Beim Frühstück erfahre ich, daß der Legationssekretär gestern noch einmal dagewesen ist. Das scheint denn doch mehr als leere Höflichkeit. Will versuchen, ihn heute zu sprechen.


Mir thut leid, daß ich Raumers Werk über England vor meiner Abreise nicht lesen konnte oder vielmehr nur in den letzten beschäftigten zwei Tagen durchblättern. Will es zu Hause nachholen. Hier gefällt er den Radikalen sehr, die Tories schimpfen über ihn. Auch in der Allgemeinen Zeitung, die ich gestern las, wird er heftig angegriffen. Auf deutsche Weise, d. h. ungeschickt. Der Mensch hat viele gute Eigenschaften, und nur eine üble, die aber bei einem historischen Schriftsteller alle andern zerstört. Er ist kein Mann. Wer aber das nicht schon bei der Geschichte der Hohenstaufen sah, dem ist nicht zu helfen. Manchmal erinnert er sich des Johannes Müller, dann dringt er auf Tugend, Religiosität, und was weiß ich. Dann fällt ihm wieder ein, daß er ein Freund Tiecks ist, und nun gerät er in einen Tieckischen moralischen Indifferentismus, den Tieck Goethen nachgeahmt hat und er Tiecken. Manchmal thut er liberal, um nicht hinter Rotteck an Popularität zu stehen, dann will er's doch mit der preußischen Regierung nicht verderben und modifiziert seine Ansichten, daß nichts übrig bleibt, als was allenfalls im märkischen Sande auch aufkeimen könnte. In Deutschland merkt man aber derlei spät, weil die gesunde Stimme des Publikums für nichts gilt, sondern Lob und Tadel von einigen miserablen Tagblattschreibern ausgeht. Mir ist der Mann immer widerlich gewesen. Eine Art Hormayr, mit mehr Fleiß und weniger Persönlichkeit, übrigens von leidlicherem Charakter.

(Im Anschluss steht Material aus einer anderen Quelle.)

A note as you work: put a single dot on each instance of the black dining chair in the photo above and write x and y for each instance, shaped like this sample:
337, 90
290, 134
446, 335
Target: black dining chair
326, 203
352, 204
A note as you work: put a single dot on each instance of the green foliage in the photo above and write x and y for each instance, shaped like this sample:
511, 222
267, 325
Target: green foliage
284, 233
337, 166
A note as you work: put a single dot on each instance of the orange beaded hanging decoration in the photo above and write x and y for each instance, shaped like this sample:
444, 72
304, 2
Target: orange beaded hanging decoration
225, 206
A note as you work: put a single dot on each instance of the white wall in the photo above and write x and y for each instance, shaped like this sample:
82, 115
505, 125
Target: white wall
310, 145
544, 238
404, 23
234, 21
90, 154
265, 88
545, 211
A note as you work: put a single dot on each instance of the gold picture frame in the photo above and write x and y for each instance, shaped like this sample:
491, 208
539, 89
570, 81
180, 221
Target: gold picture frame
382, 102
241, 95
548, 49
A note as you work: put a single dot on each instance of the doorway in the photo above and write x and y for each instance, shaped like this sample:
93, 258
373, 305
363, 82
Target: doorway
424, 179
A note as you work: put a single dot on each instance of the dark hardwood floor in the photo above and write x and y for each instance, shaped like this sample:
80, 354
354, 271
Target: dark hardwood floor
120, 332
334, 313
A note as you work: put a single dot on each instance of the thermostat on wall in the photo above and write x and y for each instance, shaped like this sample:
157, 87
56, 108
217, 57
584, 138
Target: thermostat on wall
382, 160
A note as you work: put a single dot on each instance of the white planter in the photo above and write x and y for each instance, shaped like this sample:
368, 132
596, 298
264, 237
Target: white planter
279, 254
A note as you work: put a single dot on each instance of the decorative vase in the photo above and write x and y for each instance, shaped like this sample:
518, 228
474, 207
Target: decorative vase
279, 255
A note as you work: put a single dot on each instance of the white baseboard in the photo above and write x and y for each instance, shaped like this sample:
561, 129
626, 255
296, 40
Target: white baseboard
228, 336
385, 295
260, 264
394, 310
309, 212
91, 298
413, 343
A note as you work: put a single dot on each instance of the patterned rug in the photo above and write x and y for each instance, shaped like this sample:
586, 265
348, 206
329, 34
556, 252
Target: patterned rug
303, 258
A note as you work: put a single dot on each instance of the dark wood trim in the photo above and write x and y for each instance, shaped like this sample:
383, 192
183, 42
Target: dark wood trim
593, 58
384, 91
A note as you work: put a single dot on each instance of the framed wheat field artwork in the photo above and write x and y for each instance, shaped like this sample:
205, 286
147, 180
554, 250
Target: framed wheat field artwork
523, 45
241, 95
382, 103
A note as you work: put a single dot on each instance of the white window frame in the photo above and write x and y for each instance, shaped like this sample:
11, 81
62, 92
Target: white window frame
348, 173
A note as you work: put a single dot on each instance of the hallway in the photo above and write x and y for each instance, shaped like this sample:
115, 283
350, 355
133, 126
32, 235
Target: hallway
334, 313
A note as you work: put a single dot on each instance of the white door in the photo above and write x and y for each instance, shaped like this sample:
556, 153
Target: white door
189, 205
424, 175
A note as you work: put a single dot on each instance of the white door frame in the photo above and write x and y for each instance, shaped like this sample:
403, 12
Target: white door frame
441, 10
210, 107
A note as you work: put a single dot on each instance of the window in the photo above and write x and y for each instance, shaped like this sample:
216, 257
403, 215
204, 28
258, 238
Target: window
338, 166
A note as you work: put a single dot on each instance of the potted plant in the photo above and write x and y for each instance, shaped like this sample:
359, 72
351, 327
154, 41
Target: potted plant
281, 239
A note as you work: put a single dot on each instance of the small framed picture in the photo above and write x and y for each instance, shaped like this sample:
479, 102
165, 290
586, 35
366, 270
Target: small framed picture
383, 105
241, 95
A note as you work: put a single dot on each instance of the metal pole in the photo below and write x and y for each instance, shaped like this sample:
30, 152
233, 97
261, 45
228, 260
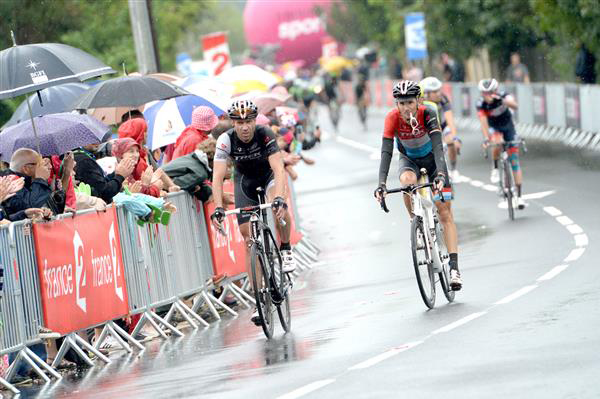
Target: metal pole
142, 36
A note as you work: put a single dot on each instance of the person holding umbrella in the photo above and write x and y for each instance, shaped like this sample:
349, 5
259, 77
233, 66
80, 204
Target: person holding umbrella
137, 130
35, 194
204, 120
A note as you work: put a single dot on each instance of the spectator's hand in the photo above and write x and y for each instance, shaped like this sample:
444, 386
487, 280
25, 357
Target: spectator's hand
136, 187
228, 199
147, 176
42, 171
68, 164
34, 213
125, 167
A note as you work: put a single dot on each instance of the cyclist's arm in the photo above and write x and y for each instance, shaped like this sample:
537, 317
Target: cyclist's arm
485, 127
450, 121
276, 163
387, 149
220, 168
432, 124
511, 102
387, 146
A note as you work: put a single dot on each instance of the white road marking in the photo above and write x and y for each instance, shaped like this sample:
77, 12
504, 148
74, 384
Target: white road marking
459, 322
553, 273
574, 255
385, 355
564, 220
552, 211
516, 294
539, 195
297, 393
581, 240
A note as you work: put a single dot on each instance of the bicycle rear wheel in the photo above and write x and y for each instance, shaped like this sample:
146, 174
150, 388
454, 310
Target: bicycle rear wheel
444, 275
508, 187
422, 263
281, 284
264, 305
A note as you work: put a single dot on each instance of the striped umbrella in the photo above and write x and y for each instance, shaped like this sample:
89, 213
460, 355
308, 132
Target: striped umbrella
168, 118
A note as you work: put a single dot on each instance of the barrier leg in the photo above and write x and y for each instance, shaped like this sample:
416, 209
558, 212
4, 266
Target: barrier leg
34, 366
183, 308
153, 318
42, 363
211, 300
90, 348
146, 318
235, 291
8, 386
124, 334
111, 331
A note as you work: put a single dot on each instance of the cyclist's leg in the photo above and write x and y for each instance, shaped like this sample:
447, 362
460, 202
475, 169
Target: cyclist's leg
284, 231
510, 134
243, 197
408, 175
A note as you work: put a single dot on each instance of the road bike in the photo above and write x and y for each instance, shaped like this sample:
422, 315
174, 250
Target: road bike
506, 183
429, 252
270, 284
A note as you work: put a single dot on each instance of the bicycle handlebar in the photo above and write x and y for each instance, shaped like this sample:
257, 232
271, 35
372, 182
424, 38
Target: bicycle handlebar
406, 189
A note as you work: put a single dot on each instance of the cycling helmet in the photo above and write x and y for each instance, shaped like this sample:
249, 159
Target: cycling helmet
242, 109
431, 83
488, 85
406, 88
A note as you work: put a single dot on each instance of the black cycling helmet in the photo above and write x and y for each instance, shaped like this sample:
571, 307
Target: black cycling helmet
488, 85
242, 109
406, 88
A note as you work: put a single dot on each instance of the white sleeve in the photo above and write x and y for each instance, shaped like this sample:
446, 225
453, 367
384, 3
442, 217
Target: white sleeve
223, 148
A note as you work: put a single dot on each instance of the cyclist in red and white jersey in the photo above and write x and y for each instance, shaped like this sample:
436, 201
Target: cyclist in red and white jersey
417, 129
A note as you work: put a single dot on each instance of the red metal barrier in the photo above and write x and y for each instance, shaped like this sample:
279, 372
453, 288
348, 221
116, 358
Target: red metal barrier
81, 271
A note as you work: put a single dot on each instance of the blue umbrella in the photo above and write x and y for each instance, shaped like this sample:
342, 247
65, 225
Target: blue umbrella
166, 119
56, 134
55, 99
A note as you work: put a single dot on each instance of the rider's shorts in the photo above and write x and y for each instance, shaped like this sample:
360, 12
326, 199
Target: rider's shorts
427, 162
508, 133
245, 191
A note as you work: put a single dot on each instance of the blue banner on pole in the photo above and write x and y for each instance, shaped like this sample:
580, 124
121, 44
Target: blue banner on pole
414, 33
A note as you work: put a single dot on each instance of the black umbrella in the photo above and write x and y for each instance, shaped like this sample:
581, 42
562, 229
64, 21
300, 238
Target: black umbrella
32, 67
55, 99
128, 91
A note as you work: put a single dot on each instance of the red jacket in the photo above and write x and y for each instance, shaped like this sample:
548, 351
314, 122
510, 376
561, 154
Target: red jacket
188, 140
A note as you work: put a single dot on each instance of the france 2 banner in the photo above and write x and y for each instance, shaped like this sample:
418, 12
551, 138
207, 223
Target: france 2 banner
81, 271
216, 52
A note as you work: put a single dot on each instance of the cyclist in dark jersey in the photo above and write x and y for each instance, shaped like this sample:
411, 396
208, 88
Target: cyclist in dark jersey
417, 129
432, 87
497, 125
258, 163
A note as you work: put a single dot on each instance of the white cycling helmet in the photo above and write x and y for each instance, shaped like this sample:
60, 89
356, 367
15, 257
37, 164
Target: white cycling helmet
488, 85
431, 83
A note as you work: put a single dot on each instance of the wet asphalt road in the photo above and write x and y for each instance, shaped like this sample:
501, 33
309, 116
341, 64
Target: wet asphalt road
360, 329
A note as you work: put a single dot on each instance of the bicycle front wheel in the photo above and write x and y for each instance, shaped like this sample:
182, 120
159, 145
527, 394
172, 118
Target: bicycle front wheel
508, 187
422, 263
260, 283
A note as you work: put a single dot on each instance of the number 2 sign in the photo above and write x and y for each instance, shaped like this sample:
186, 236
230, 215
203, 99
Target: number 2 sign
216, 52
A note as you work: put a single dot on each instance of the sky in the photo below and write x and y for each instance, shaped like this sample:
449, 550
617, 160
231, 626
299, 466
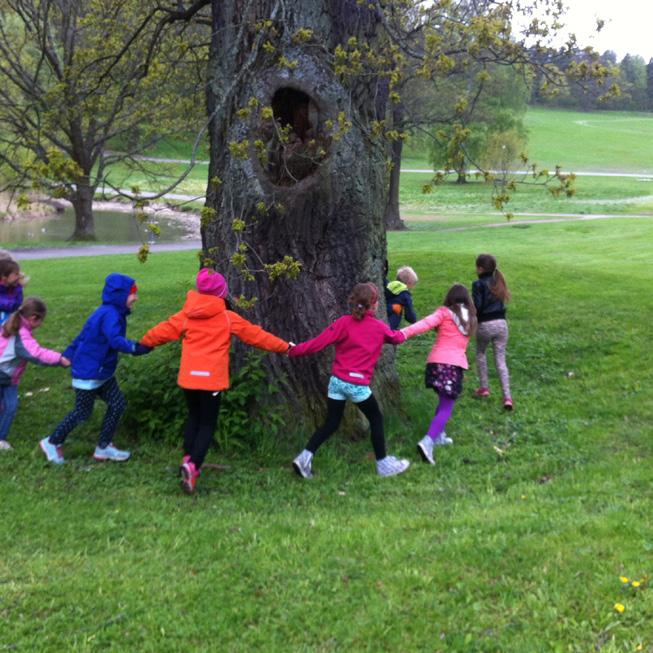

Beschloß, einen Versuch zu machen, mit meiner Karte vom verflossenen Montag heute in die Pairskammer zu gehen. Vorher zum Gesandtschaftssekretär Humelauer, den ich auch diesmal zu Hause fand. Offenbar ein gescheiter Mensch, doch vielleicht davon zu sehr überzeugt. Seine Augen sind es, durch die das östreichische Kabinett die hiesigen Dinge ansieht. Ich las den östreichischen Beobachter in seinen Worten. In Bezug auf die Lügenhaftigkeit der Whigs und Tories ist er meiner Meinung. Keine der beiden Parteien getraut sich, zu sagen, was sie will. Daher sind ihre Reden so leer, und sie machen sich wechselseitig so leicht lächerlich, weil nämlich ihre vernünftige Absicht nie ausgesprochen wird. Die Radikalen hält er für die einzigen Vernünftigen und Talentvollen. Eine Revolution im demokratischen Sinne, mit Staatsbankerutt u. s. w., scheint ihm unvermeidlich. Was ich nicht glaube und nur dann möglich würde, wenn die gemäßigten Tories noch länger sich von den Whigs entfernt halten und diese dadurch zwingen, ihre Majorität bei den Radikalen zu suchen. Aber auch dann wird's nicht geschehen. Eher kommen die Tories wieder ans Ruder. Der Geist der Masse ist offenbar monarchisch.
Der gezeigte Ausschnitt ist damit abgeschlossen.